Quant UX Research & AI Measurement Framework for a Global Health & Wearables Leader
Client Background
A global health and wearables technology leader serving millions of users worldwide engaged Akraya to establish quantitative UX research capabilities for their emerging AI-powered products.
Challenges Faced
This section outlines the core difficulties and pain points the client was experiencing. It provides context on the hurdles that needed to be overcome before achieving the successful outcome.
No Baseline for AI Product Performance
As the team prepared to launch a new AI-powered health chatbot, they lacked established metrics to measure user trust, engagement, and satisfaction.
Limited Quant Research Infrastructure
The Rapid Insights team had focused primarily on qualitative research, with minimal expertise in psychometrics, statistical analysis, or programmatic data collection.
Complexity of Measuring Abstract Constructs
Leadership needed to understand how users perceived and trusted the AI chatbot. Traditional survey methods (e.g., "Do you trust us?
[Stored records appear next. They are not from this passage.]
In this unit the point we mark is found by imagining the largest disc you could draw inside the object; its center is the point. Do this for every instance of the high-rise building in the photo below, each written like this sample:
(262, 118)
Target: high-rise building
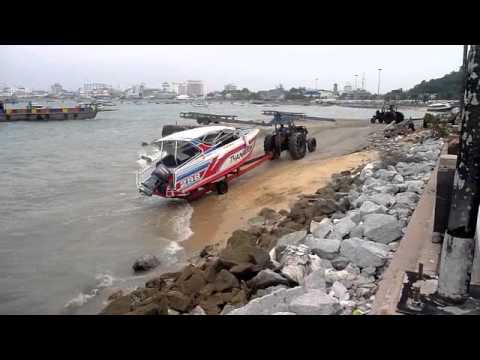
(194, 88)
(230, 87)
(166, 87)
(182, 89)
(56, 89)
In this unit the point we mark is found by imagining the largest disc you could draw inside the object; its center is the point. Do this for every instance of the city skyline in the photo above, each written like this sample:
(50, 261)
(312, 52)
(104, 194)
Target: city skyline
(253, 67)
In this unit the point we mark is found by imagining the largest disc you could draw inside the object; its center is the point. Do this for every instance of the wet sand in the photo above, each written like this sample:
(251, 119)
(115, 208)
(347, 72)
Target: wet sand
(277, 183)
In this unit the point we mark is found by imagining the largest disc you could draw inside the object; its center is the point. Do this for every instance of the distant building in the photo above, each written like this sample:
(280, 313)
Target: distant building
(194, 88)
(96, 90)
(230, 87)
(347, 88)
(166, 87)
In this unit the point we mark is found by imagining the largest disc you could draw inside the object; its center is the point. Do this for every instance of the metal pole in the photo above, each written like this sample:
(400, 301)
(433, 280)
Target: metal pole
(458, 245)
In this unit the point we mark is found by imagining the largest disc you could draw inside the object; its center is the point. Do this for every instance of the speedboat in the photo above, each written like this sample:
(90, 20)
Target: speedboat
(190, 161)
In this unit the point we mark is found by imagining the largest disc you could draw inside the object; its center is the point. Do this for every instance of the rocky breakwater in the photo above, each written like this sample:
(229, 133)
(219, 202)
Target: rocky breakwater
(325, 256)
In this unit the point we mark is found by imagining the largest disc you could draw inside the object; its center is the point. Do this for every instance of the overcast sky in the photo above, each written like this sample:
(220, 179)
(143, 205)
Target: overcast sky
(255, 67)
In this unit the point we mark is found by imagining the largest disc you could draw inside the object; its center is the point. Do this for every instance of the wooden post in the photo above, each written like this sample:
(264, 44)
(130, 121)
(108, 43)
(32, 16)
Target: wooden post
(458, 245)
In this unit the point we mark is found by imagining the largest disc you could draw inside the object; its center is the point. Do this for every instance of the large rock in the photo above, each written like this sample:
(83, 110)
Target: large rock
(369, 207)
(383, 199)
(225, 280)
(407, 200)
(145, 263)
(386, 175)
(325, 248)
(241, 238)
(245, 254)
(364, 253)
(274, 302)
(292, 238)
(321, 229)
(314, 302)
(267, 278)
(382, 228)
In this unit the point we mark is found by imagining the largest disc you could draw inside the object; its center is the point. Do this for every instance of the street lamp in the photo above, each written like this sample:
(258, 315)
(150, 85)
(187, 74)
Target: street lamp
(378, 90)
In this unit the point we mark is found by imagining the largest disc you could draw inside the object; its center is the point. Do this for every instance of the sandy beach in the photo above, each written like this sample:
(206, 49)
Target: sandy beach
(279, 182)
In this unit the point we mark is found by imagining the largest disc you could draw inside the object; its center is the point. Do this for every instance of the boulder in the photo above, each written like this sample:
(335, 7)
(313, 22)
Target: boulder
(245, 254)
(321, 229)
(257, 221)
(386, 175)
(292, 238)
(369, 207)
(241, 238)
(266, 291)
(340, 262)
(382, 228)
(340, 291)
(179, 301)
(357, 231)
(274, 302)
(267, 278)
(145, 263)
(383, 199)
(398, 179)
(325, 248)
(225, 280)
(315, 280)
(197, 310)
(314, 302)
(364, 253)
(415, 186)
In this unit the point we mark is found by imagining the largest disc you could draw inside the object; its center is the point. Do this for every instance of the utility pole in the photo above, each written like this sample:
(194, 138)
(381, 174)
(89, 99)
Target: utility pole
(458, 244)
(378, 90)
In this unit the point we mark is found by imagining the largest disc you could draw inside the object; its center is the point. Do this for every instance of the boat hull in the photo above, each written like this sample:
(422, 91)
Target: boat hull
(50, 116)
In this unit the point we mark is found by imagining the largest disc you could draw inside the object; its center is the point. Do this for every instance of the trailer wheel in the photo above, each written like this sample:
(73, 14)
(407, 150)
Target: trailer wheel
(311, 144)
(221, 187)
(297, 146)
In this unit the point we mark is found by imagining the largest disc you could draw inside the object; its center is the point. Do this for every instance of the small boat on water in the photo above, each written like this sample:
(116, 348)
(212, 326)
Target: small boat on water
(36, 112)
(439, 107)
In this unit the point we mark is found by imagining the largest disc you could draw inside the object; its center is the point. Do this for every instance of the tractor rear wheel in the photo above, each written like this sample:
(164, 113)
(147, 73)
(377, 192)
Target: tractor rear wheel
(297, 146)
(311, 144)
(221, 187)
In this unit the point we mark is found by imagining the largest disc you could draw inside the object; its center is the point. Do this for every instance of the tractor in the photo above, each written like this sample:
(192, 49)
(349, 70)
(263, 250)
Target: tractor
(288, 136)
(387, 116)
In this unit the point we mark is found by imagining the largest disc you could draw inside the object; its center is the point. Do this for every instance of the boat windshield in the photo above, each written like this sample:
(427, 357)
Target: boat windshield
(175, 153)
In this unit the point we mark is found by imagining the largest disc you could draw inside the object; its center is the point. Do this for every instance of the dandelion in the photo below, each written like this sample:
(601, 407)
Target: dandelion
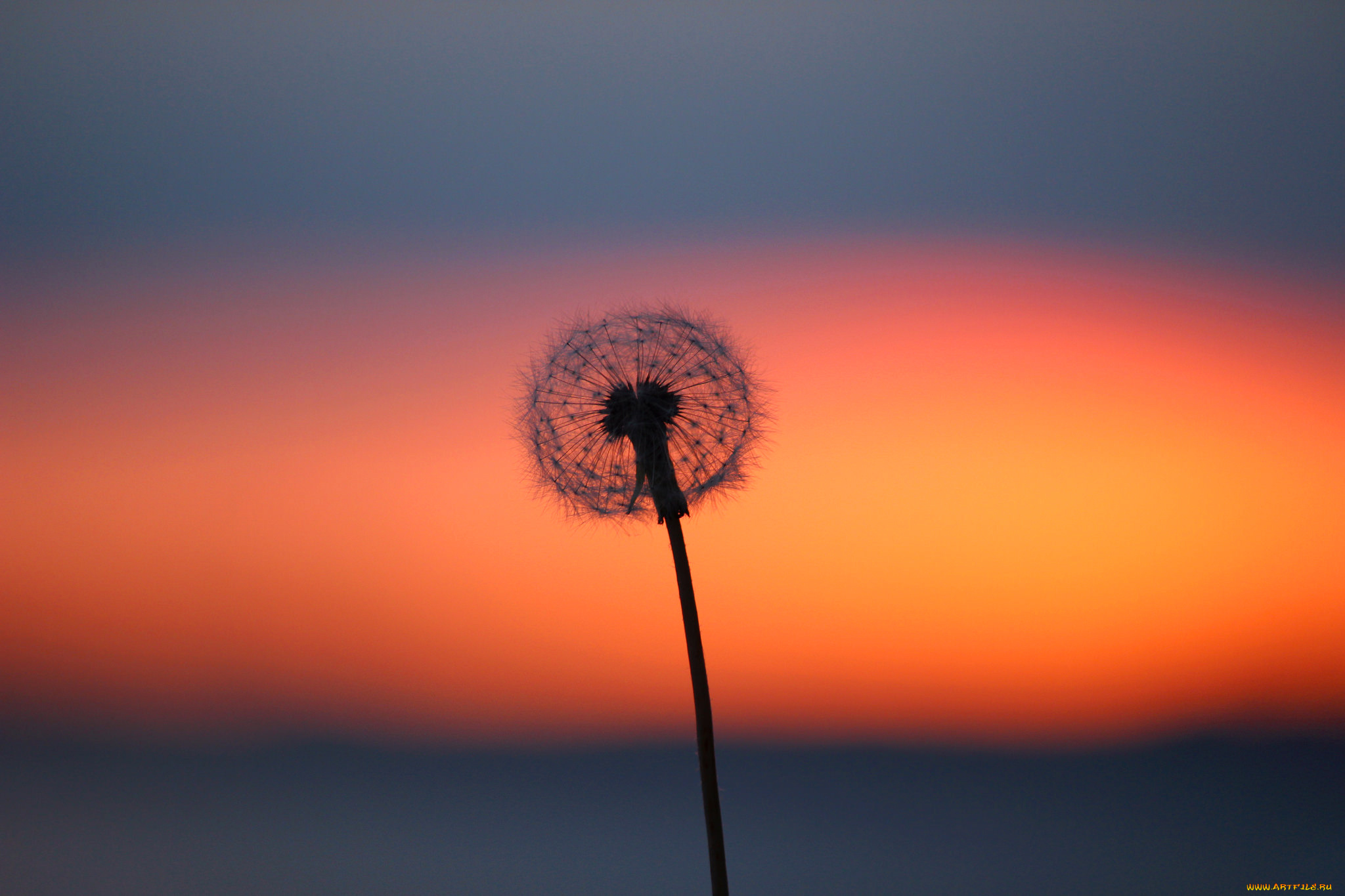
(648, 414)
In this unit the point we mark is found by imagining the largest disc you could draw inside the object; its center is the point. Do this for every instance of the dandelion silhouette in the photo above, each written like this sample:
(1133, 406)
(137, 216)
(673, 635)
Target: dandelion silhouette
(639, 414)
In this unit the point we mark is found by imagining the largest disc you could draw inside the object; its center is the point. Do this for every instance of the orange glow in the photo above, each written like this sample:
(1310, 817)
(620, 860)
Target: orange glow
(1013, 495)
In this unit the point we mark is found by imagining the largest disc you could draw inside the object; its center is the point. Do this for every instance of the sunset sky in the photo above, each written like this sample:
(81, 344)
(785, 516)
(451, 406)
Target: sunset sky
(1048, 295)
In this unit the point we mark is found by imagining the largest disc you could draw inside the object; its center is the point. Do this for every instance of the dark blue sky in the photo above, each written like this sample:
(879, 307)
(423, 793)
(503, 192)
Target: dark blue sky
(1196, 124)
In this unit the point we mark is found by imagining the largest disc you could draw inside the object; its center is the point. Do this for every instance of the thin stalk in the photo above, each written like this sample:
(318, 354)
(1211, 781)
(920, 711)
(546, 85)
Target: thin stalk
(704, 721)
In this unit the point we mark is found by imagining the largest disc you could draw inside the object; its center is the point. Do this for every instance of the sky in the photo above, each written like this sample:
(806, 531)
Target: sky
(1048, 296)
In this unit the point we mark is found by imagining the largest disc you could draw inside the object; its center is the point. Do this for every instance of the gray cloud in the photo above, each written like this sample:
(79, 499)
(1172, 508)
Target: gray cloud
(1207, 121)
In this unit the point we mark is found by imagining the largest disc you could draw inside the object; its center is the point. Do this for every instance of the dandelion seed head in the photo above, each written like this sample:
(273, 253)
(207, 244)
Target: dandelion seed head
(603, 396)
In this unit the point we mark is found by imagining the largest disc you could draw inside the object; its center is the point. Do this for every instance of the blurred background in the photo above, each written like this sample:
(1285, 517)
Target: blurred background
(1040, 587)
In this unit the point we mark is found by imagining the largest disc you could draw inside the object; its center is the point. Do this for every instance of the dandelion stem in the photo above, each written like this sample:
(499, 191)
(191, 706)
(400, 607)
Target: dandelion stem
(704, 720)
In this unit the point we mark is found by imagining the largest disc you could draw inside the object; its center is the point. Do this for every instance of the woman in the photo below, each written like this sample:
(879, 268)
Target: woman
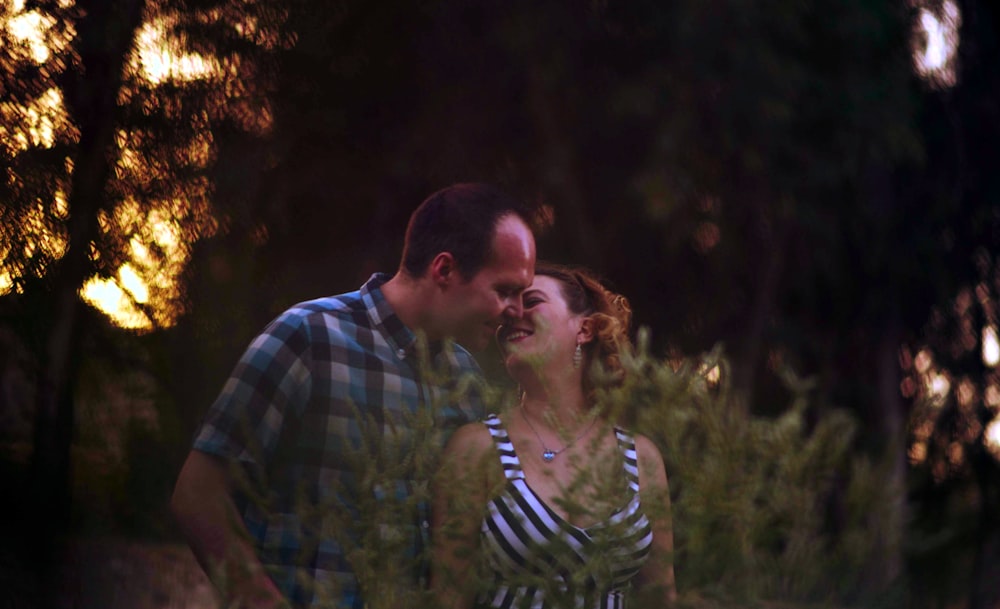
(576, 509)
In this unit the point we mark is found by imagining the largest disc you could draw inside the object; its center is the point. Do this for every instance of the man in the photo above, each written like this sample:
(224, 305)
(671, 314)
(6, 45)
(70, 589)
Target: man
(300, 400)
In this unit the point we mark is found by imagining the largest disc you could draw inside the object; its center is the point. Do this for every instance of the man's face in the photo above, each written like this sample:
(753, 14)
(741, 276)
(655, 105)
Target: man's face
(477, 306)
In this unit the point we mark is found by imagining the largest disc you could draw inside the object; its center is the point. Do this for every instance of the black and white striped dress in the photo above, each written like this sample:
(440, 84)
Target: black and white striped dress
(540, 560)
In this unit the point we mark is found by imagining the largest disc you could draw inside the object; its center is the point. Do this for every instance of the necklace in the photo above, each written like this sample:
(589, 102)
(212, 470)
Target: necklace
(547, 453)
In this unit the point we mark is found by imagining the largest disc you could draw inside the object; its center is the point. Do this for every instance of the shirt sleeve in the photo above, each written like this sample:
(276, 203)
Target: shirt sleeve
(269, 385)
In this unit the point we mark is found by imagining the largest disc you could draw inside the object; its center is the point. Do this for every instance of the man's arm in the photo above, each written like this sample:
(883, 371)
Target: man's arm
(203, 507)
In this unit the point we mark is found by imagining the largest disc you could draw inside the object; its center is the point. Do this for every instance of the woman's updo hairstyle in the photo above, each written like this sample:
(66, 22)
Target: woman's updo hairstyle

Yes/No") would not yield actionable insights.
Akraya’s Strategic Solution
We deployed a quantitative UX strategy with psychometrics, statistical analysis, and AI product measurement to build scalable research infrastructure -
-
AI Product Measurement Architecture
Akraya designed and implemented comprehensive measurement frameworks for AI-powered features, translating abstract concepts like "user trust" and "engagement quality" into measurable elements.
-
Automated Data Collection & Analysis Pipeline
Engineered automated workflows for survey deployment (Qualtrics, Dscout, UserTesting) and log data analysis, reducing manual processing time and enabling rapid iteration.
-
LLM-Powered Text Classification System
Developed an LLM-based classification system to process and categorize large volumes of unstructured text data from user inputs across multiple platforms.
Measurable Outcomes
Operational
50% reduction in reporting turnaround with automated analysis pipelines.
Financial
$12.8M annualized cost avoidance by eliminating reliance on third-party agencies for data analysis and reporting.
Business
Created foundational metrics for AI chatbot performance that enable data-driven product decisions from launch.
Conclusion
Akraya transformed the research capabilities of a global health technology leader by embedding quantitative UX expertise into their product development lifecycle, engineering automated data pipelines, developing LLM-powered text classification systems, and establishing psychometrically valid measurement frameworks for AI features.